Stronger vetting of independent directors
In order to improve the professionalism and independence of independent directors, the Opinions establish a system for identifying the qualifications of independent directors and stipulates that independent directors can have no vested interests in listed companies or their major shareholders or actual controllers. The Opinions also require that nomination committee review the qualifications of independent directors, and establish regular assessment and disclosure mechanisms to ensure their ongoing independence.
“The key to maintaining the independence of independent directors lies in their ability to perform their duties independently,” said Xing Huiqiang (邢会强), a professor at the law school of the Central University of Finance and Economics. “The reform of the selection and appointment management system has seized this key point, and through the improvement of appointment conditions, nomination and election procedure, as well as continuous management systems, scientifically and effectively enhances the independent performance capability of independent directors.”

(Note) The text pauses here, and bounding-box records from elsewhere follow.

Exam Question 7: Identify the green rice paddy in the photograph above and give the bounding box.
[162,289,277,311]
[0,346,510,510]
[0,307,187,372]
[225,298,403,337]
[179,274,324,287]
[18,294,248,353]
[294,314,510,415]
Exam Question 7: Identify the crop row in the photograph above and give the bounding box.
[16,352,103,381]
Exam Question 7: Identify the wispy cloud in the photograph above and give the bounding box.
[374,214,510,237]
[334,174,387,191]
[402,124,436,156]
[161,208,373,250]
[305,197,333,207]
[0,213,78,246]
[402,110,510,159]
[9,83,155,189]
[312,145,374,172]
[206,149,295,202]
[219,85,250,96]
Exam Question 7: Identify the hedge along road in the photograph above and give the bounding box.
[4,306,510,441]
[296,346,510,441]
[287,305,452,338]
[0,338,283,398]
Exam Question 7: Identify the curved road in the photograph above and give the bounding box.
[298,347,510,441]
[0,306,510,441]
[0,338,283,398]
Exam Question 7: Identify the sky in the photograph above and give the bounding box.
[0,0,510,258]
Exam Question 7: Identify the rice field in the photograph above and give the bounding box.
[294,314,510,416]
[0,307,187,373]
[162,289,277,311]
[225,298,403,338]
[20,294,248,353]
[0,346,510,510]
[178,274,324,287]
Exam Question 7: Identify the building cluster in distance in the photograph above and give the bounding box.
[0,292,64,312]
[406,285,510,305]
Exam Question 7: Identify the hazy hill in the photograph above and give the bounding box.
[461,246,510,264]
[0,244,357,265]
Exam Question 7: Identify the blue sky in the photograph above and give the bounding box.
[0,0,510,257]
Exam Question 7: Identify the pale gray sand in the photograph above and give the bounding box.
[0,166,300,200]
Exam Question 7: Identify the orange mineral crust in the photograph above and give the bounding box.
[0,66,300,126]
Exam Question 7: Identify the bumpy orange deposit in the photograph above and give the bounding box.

Safeguards and role requirements
The Opinions strengthen safeguards to ensure that independent directors are able to fully perform their duties in accordance with legal requirements.
They require listed companies to provide necessary conditions for independent directors to perform their duties with respect to organization, personnel, resources, information, and funding, as well as increase supervision and management of entities that fail to cooperate with independent directors or obstruct independent directors in the performance of their duties.
The Opinions also seek to hold independent directors accountable for negligence and regulatory breaches, setting performance requirements with regard to working hours, work records and part-time occupations.
Clarification of legal liability
A CSRC official that it is necessary to set targeted administrative and civil liability recognition standards for independent directors.
With regard to the Kangmei Pharmaceutical case involving liability for false statements, the official said “it is necessary to comprehensively judge the subjective fault of independent directors, the role they played in decision-making, the information channels they accessed, and the measures they took to verify information in order to reasonably determine the form, proportion, and amount of their civil compensation liability, and avoid unreasonably amplifying the risk of independent directors in the performance of duties.”